One approach to identifying bottlenecks in air cargo terminal logistics processes is to use data-driven methods, which involve the collection and analysis of data from various sources, including event logs, sensor data, and historical data. By using data-driven methods, stakeholders can gain insights into the performance of the logistics process and identify areas for improvement. Currently, radio frequency identification (RFID) tags can provide real-time tracking and monitoring of cargo movements throughout the logistics process. The tags can be attached to cargo containers, and their movement can be tracked and monitored in real-time. By analysing such movement data, stakeholders can identify bottlenecks in the logistics process, such as delays in the handling of cargo, and take corrective action to improve the overall process.

 

A typical data-driven method for identifying process bottlenecks is process mining, which involves the extraction of knowledge from event logs. Event logs are records of the activities within an organisation, and they can provide valuable insights into the efficiency and effectiveness of business processes. Process metrics are quantitative measures of a process, and they can be used to identify bottlenecks. By analysing process metrics, logistics companies can identify areas of the process that are slow or inefficient and take steps to improve them. By using process mining, logistics companies can gain a better understanding of their processes and identify areas for improvement.

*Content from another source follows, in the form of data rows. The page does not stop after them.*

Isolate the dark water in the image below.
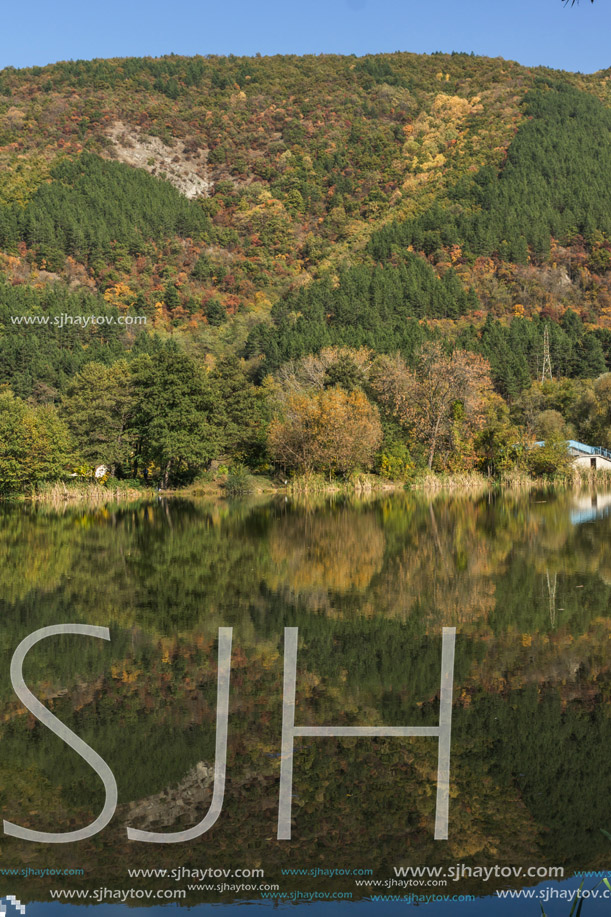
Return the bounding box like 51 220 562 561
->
0 492 611 917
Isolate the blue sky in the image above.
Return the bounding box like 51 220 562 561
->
0 0 611 73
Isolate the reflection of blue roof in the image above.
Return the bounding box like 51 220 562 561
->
571 506 611 525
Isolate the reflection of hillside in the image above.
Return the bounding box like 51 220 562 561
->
267 507 386 593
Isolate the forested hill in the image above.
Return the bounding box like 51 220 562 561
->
0 53 611 486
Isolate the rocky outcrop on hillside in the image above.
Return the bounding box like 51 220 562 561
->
106 121 212 200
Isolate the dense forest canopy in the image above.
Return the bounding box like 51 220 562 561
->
0 53 611 490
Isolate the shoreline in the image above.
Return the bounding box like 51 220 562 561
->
0 472 611 508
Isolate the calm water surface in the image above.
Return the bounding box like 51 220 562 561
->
0 492 611 917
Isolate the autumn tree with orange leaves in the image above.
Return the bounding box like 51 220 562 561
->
370 343 493 469
269 388 382 475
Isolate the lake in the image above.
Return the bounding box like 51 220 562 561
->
0 490 611 917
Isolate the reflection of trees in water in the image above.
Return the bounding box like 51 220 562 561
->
0 494 611 900
267 507 386 593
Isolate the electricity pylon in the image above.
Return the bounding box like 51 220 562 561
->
541 325 552 382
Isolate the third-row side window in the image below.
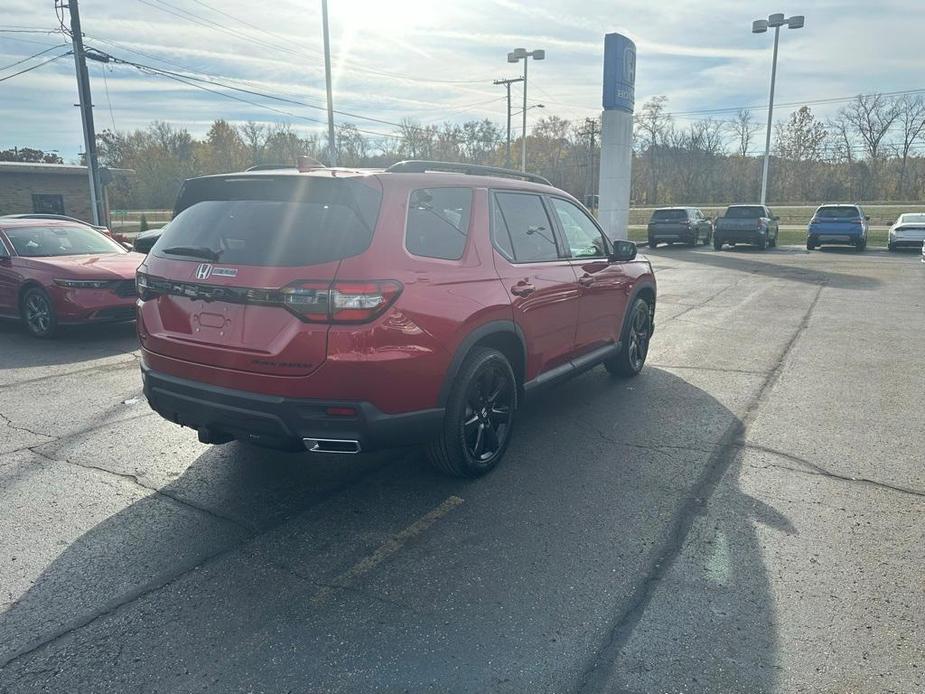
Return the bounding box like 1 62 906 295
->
493 193 559 263
405 188 472 260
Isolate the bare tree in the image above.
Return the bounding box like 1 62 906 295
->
895 94 925 198
635 96 672 205
839 94 899 161
729 108 759 157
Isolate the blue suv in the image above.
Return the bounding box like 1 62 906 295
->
806 205 870 251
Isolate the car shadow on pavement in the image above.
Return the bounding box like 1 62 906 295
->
649 246 882 291
0 368 795 692
0 320 138 370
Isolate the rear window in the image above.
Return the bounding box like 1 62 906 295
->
152 176 382 267
725 206 764 219
652 210 687 222
405 188 472 260
816 207 861 219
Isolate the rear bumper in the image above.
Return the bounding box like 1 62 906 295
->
806 227 864 244
713 229 768 244
141 366 444 451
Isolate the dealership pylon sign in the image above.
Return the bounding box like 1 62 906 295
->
598 34 636 239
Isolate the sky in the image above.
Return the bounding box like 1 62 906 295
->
0 0 925 161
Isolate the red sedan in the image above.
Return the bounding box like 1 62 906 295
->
0 217 144 337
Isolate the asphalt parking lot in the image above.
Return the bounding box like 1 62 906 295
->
0 247 925 692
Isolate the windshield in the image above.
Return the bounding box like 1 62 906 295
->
816 207 861 219
152 176 381 266
6 225 127 258
726 205 764 219
652 210 687 222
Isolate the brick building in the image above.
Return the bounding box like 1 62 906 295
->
0 161 130 221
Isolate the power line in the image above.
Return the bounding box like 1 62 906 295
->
0 43 67 72
90 44 490 135
138 0 488 89
0 51 73 82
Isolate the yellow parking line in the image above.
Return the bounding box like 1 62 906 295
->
310 496 463 606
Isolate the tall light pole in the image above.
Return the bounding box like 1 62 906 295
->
321 0 337 166
507 48 546 171
492 77 524 168
752 12 803 205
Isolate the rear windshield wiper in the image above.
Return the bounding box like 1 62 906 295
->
162 246 222 260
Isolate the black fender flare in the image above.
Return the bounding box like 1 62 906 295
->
437 320 527 407
620 279 658 342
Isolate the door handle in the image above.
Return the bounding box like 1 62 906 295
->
511 282 536 296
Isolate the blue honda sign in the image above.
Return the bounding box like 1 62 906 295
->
604 34 636 113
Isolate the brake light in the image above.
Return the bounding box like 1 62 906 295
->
279 282 331 322
330 280 402 323
280 280 402 323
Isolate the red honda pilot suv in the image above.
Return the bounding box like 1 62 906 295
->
137 161 656 477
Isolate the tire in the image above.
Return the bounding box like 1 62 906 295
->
604 299 652 378
427 347 517 477
19 287 58 339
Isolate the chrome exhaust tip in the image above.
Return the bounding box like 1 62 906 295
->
302 438 361 455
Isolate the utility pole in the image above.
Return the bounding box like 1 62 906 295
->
492 77 524 168
579 118 600 208
321 0 337 166
64 0 106 225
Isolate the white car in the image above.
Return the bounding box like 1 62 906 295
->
887 212 925 251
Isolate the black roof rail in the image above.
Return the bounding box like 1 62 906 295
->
385 159 552 186
244 164 295 171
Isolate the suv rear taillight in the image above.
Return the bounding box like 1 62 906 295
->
279 280 402 323
135 272 403 323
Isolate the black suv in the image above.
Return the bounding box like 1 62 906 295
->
648 207 713 248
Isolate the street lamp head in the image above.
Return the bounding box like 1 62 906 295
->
768 12 787 28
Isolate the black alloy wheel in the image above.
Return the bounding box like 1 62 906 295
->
604 299 652 376
427 347 518 477
21 287 58 337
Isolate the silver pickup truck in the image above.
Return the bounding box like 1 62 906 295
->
713 205 780 250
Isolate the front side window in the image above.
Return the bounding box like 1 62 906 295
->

Another approach to identifying bottlenecks in air cargo terminal logistics processes is process mapping. Process mapping involves creating a visual representation of the logistics process, including the various steps and stakeholders involved in the process. By analysing the process map, stakeholders can identify areas of the logistics process where bottlenecks are likely to occur.

 

Bottleneck prediction

Bottleneck prediction is also a critical aspect of air cargo terminal logistics process management. By predicting bottlenecks, stakeholders can take proactive measures to prevent them from occurring. Predicting bottlenecks involves analysing data and identifying patterns that can indicate the
potential for bottlenecks.


One approach to predicting bottlenecks in air cargo terminal logistics processes is to use machine learning algorithms. Machine learning algorithms can be trained on historical data to predict future bottlenecks in logistics. By analysing data from previous logistics processes, machine learning algorithms identify patterns that can indicate bottleneck potential. For example, machine learning algorithms can be used to analyse the historical data on cargo movements and identify patterns that indicate the potential for delays in the logistics process. This could include delays in customs clearance, cargo handling delays, or delays in cargo arrival or departure.

 

Another approach to predicting bottlenecks in air cargo terminal logistics processes is to use simulation models. Simulation models involve creating a digital model of the logistics process and simulating various scenarios to identify potential bottlenecks. For example, simulation models can be used to simulate different scenarios, such as an increase in the volume of cargo, changes in the cargo mix, or changes in the arrival or departure schedules of cargo. By simulating these scenarios, stakeholders can identify potential bottlenecks and take corrective action to prevent them from occurring.

 

Moreover, real-time bottleneck prediction involves analysing event logs as they occur and using this information to predict potential bottlenecks. This approach can be particularly useful in fast-paced logistics environments, where bottlenecks can develop quickly and unexpectedly. By predicting bottlenecks in real-time, logistics companies can take immediate preventive action.

 

The Logistics Process Intelligent System

To achieve the goal of bottleneck identification and prediction for air cargo terminals and logistics distribution centres, FLAIR developed the Logistics Process Intelligent System (the System). The System originated as an automatic solution developed to identify problems in complicated processes. This vision has soon expanded to a more generalised solution, suitable for any conveyor systems.

 

The System aspires to boost processing ability in conveyor systems by applying data mining and deep learning techniques to log data. It takes root in a fully automatic workflow, from ingesting raw data to data processing using AI, and finally displaying results on a well-designed interactive dashboard.

 

To achieve the goal of bottleneck identification and prediction for air cargo terminals and logistics distribution centres, FLAIR developed the Logistics Process Intelligent System, which began with developing an automatic solution to identify such problems in the complicated processes.

 

Existing solutions are highly modularised, often serving only one specific purpose. The System provides a unique one-stop solution for any industry that operates on a conveyor system, handling all stages from raw data ingestion to data processing by algorithms, and ultimately displaying on an interactive dashboard. Furthermore, the System is being expanded to a more generalised system can be widely applied to any conveyor system.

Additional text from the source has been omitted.